The war turned the situation on the local real estate market upside down. At the beginning of 2026, the index recorded a record growth rate, and was already climbing strongly. In 2024, it increased by approximately 63%, and in 2025 by another 30%.
See also: Big business is fleeing Dubai. Offices are being evacuated
“Dubai became one of the world's main capital centers before the war. Investors from Europe, Asia and post-Soviet countries actively flocked to the city. Additionally, the market was supported by large construction investments, an influx of tourists and the active development of the financial sector. However, the situation changed dramatically at the end of February,” writes UNN.

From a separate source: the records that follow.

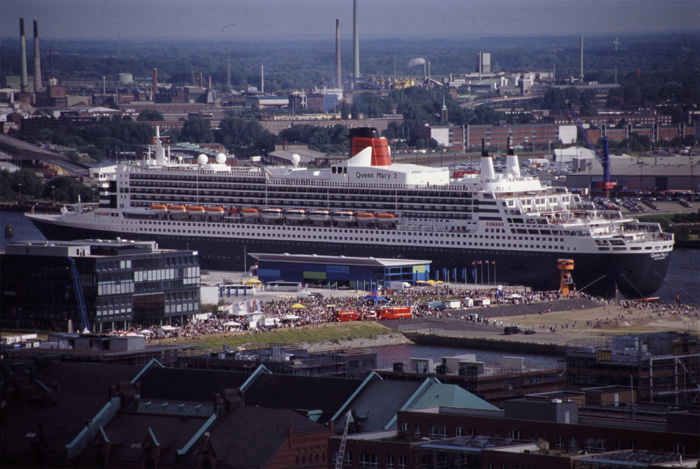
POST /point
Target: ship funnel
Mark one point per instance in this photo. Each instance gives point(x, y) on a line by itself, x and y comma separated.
point(160, 151)
point(364, 137)
point(487, 171)
point(512, 163)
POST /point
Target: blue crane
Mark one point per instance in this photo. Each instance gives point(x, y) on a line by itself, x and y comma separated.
point(603, 157)
point(78, 287)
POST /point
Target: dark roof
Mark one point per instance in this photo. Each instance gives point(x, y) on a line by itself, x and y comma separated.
point(378, 402)
point(301, 392)
point(250, 436)
point(188, 385)
point(126, 431)
point(56, 406)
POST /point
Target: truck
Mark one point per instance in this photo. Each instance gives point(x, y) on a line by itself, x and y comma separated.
point(397, 286)
point(394, 312)
point(346, 315)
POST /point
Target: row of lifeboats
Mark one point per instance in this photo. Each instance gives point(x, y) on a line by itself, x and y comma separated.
point(272, 213)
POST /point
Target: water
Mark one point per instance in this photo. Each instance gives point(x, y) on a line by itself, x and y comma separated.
point(682, 276)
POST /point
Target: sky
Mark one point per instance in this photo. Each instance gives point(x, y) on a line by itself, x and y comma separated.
point(230, 19)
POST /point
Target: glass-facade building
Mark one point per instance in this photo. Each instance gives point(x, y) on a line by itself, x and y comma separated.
point(124, 284)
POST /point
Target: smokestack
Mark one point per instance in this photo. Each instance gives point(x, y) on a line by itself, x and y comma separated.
point(155, 84)
point(37, 59)
point(23, 53)
point(355, 42)
point(338, 72)
point(581, 54)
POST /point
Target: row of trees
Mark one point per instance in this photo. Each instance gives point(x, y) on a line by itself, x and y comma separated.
point(25, 185)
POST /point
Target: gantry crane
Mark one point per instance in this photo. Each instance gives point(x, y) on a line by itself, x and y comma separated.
point(603, 157)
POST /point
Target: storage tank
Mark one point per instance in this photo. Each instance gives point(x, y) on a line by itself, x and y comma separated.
point(125, 78)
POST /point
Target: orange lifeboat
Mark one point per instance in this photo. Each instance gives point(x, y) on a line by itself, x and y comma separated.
point(215, 210)
point(195, 209)
point(159, 208)
point(250, 212)
point(177, 209)
point(271, 213)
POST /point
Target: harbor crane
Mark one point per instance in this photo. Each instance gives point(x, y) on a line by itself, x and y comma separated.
point(78, 287)
point(603, 157)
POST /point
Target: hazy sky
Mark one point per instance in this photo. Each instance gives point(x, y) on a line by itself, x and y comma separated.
point(378, 18)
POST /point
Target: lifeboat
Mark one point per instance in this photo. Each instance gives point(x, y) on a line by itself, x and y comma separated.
point(159, 208)
point(295, 213)
point(319, 214)
point(195, 210)
point(177, 209)
point(215, 211)
point(250, 212)
point(343, 215)
point(386, 217)
point(271, 213)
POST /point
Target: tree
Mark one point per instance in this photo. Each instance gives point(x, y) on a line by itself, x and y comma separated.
point(150, 115)
point(197, 131)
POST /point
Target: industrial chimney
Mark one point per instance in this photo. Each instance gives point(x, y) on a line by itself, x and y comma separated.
point(355, 42)
point(338, 72)
point(23, 53)
point(155, 84)
point(581, 55)
point(37, 59)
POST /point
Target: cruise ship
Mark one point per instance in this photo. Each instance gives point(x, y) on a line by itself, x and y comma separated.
point(511, 225)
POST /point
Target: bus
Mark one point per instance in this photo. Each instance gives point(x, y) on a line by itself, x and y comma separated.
point(280, 285)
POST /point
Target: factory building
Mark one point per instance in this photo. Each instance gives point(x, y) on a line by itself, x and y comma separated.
point(659, 174)
point(123, 283)
point(355, 272)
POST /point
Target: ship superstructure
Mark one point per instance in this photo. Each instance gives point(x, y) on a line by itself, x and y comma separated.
point(367, 206)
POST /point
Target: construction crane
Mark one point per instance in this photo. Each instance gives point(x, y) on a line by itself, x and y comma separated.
point(603, 157)
point(341, 451)
point(78, 287)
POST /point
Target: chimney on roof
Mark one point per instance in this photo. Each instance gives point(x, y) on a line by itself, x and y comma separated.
point(37, 59)
point(23, 53)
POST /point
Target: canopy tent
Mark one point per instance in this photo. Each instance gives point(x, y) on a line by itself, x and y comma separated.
point(376, 297)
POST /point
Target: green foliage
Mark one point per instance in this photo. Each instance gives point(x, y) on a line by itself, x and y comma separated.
point(150, 115)
point(245, 137)
point(332, 140)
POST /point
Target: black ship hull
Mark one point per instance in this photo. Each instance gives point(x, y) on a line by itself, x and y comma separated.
point(601, 274)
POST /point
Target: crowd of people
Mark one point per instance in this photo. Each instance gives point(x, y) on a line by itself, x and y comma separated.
point(314, 311)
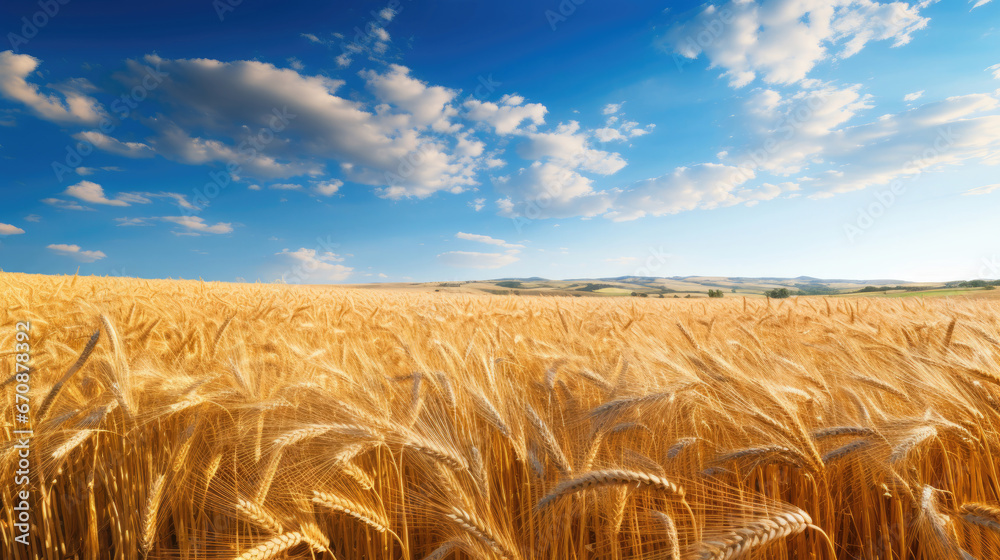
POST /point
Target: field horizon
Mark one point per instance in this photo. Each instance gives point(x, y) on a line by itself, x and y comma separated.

After the first attacks on Iran, on March 1, a drone attacked Dubai International Airport. The attack damaged one of the terminals, which led to an evacuation and the operations of the main airport hub were temporarily suspended. Later, another drone crashed at the Marina Hotel in the city's tourist district.
On the same day, there was another attack near the second terminal of DXB airport, which led to another suspension of flights. Later, an Iranian drone attacked the Dubai International Financial Center (DIFC) building.
Will real estate in Dubai come back into favor like before the war?
Despite the sharp decline, some analysts believe that Dubai's real estate market has great potential for recovery. In previous years, it has repeatedly demonstrated its ability to quickly respond to crises.
“The key factor will be the further development of the conflict in the Middle East. If hostilities do not spread to other countries in the region and the security situation stabilizes, investors may return to the market quite quickly. However, in the event of a prolonged war or new attacks on the territory of the UAE, the decline may continue,” we read.
See also: This is the new reality in Dubai. Hotels reacted to the war
At the beginning of the year, the real estate market in Dubai offered investors high rates of return on rentals, ranging on average from 6 to 9 percent. annually. A key asset of this region was friendly tax systemcharacterized by no personal income tax and an attractive Golden Visa program for buyers of real estate of a certain value.
Although recent geopolitical tensions and drone attacks in the region are causing temporary uncertainty in financial markets, the fundamental demand for luxury assets in Dubai is highly resistant to crises. However, investors must take into account the risk of oversupply of new premises, which, according to analyst forecasts, may lead to price corrections in some market segments this year.
Nevertheless, modern solutions, such as the recently introduced real estate tokenization, are constantly lowering the entry threshold and can attract new capital from around the world.